This is when Kannadasan meets Prabhu whom he considers as a fitting donor as he is young, handsome, and leads a healthy lifestyle with no alcohol consumption and follows a vegan diet. So Kannadasan approaches Prabhu to make him his donor. But Prabhu refuses to strike a deal with him and begins to get away from him. Kannadasan offers different propositions to Prabhu only to see them turned down by the latter. However, an emotional incident in Prabhu’s life makes him understand the emotions and the desperate desire of childless couples to have a kid. So he agrees to be a sperm donor and becomes a regular donor in Kannadasan’s centre without his family having any idea about it. Kannadasan begins to see a hike in business and in return Prabhu makes a good amount of money as well.
Everything moves smoothly but things get complicated when Prabhu meets Nidhi Mandanna (Tanya Hope) and falls in love with her. Feeling shy to tell Nidhi about what he does for survival Prabhu decides to quit his sperm donation and find something else for a living. But in no time both their families meet and the couple get married immediately which puts more pressure on Prabhu. His frequent sperm donation begins to jeopardize his relationship with his wife. When she finds out that she cannot conceive, things take a different turn. Will Prabhu reveal what he does for a living to his wife and family, if so how will they deal with it, is what makes the rest of the flick.

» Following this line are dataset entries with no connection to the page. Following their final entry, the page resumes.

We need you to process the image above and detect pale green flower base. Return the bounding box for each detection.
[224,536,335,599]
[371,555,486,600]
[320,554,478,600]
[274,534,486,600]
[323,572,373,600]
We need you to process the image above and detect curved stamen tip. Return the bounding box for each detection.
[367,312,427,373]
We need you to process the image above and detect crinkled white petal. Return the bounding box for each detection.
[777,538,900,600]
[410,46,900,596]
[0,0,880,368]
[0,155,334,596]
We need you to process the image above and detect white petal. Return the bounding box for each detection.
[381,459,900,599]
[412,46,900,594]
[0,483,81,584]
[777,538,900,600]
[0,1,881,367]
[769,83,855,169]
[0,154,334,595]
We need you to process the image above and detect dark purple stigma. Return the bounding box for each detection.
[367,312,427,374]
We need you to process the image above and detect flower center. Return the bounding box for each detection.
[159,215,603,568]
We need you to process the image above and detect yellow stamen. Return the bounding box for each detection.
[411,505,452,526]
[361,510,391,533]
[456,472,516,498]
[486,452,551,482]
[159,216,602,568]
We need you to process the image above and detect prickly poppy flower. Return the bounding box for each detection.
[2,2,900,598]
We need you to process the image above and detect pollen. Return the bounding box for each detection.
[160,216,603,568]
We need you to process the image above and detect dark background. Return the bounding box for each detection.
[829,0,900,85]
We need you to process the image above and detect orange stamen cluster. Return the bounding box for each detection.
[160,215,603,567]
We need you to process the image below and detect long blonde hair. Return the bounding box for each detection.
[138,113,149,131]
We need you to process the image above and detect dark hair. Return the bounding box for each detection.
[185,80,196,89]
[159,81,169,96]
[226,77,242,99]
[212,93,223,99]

Generally, remaking a hit entertainer requires additional care but when the content is both sensitive and has enjoyed a good reception among the audience, it must be dealt with diligence as it is necessary to retain the essence of the flick despite the adjustments made in respect to the sentiments of the audience for whom it is made. It is on this complex thread on which director Krishna Marimuthu had to develop the script. With giving too much significance to the audience’s sentiments the story teller has diluted the essence and purpose of the flick. The purpose of Ayushmann Khurrana starrer Vicky Donor was to make the concept of artificial insemination quite a normal process in the society. But here that purpose itself is done in a secretive way.
Apart from that, the story teller has used the scope of the topic and has made the most out of it in terms of the comical aspect of the flick which speeds off the first half of the entertainer. Comical portions between actor Harish Kalyan and Vivek are genuinely enjoyable. Also, negating dramatic elements and allowing the flick to proceed in a natural way adds strength to the flick. The casting director deserves credit for bringing on board an equally befitting cast to that of the original version of the flick.

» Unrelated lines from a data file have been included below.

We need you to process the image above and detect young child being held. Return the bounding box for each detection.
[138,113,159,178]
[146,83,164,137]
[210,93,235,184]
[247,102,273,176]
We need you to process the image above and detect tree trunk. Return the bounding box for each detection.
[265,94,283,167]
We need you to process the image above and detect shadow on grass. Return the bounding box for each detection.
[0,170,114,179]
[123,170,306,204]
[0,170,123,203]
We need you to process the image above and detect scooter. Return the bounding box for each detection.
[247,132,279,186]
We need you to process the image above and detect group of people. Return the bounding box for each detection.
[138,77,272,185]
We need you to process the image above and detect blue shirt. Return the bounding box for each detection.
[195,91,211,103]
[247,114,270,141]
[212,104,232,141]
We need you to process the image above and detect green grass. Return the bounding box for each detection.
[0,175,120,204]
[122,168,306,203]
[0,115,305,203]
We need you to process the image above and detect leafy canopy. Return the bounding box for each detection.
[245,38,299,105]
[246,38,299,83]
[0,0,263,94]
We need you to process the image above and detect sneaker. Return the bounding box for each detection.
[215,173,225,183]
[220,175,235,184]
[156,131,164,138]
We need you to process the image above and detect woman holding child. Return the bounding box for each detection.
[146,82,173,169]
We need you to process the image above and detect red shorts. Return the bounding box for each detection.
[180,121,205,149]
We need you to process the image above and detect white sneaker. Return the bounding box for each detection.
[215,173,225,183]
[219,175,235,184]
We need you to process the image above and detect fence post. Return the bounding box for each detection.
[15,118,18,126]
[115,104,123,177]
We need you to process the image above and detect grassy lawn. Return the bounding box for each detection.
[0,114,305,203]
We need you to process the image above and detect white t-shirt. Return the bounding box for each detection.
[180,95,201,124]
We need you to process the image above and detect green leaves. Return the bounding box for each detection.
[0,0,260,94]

Actor Harish Kalyan has pulled of his role of an innocent next door boy with ease. Actress Tanya Hope is adequate. While veteran actor Vivek scores big in the drama, veteran actress Sachu makes her presence felt in a very short screen time. The rest of the cast has delivered a decent performance.
On the technical front, despite a cluster of musicians in the panel the numbers and background scores does not impress much. Cinematographer Selva Kumar’s frames are good which is further uplifted by editor Kripakaran’s editing.
On the whole, Dharala Prabhu is a decent comical drama which could have been an impactful film if it had stayed true to its original version.